In the particular case of optical atomic clocks1, the observable of interest is the stochastically evolving phase of a laser acting as a local oscillator, which is mapped into a population imbalance of an ultranarrow optical transition. The clock stability improves with the interrogation time, but the phase can only be unambiguously mapped when it is in the range of [−π/2, π/2]; phases outside this range lead to phase-slip errors, which limits the attainable interrogation time at a given phase-slip error probability in the case of local-oscillator-limited clocks. Optimal readout schemes12,13,16 could exponentially improve the attainable interrogation time, but require local rotational control over sub-ensembles during the sensing protocol or local mid-circuit readout and reset, both of which have not been demonstrated to date.

Here we show local control of optical transitions in a tweezer-array clock17,18,19 by using rearrangement techniques20,21,22,23,24,25 on atoms in superposition states to precisely control the position-dependent phase imprinted by light–matter interaction. The scheme26,27 is experimentally simple and highly robust as it solely relies on the relative stability of the tweezer positions and does not involve any auxiliary addressing beams. Using this technique, we demonstrate arbitrary, parallel, single-site-resolved optical qubit rotations with high fidelity.

We utilize such rotations to double the dynamic range of optical Ramsey spectroscopy by performing simultaneous evolution on two separate atomic ensembles within one tweezer array, each of which measures a different phase quadrature16; we extend the coherent interrogation time by a factor of 3.43(13) relative to the standard, single-ensemble sequence. Finally, we realize a proof-of-principle protocol for programming local dynamical decoupling sequences during Ramsey interrogation such that different ensembles within a single atom array have different sensitivities to phase variations, and discuss its implementation as part of a general protocol for improving clock stability12,13.

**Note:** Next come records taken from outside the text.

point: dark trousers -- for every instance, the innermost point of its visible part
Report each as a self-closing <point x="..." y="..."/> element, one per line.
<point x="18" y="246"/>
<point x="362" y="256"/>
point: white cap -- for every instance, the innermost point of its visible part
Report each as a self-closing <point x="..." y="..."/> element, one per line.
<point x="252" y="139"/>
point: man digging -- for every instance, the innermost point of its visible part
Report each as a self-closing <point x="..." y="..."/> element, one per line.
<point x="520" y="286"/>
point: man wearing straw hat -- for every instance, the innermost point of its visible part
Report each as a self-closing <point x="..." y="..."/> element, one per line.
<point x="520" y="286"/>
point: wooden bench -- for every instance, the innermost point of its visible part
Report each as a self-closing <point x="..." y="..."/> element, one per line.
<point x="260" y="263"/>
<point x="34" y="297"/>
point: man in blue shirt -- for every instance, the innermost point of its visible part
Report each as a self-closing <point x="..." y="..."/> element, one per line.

Aside from clocks, our technique for implementing local, parallel rotations about arbitrary axes might also find use in neutral-atom quantum computing platforms utilizing optical transitions27,28, where the local coherent control of optical qubits has not been demonstrated before. More generally, our results point to a future of fully programmable neutral-atom optical clocks that incorporate features of quantum computers.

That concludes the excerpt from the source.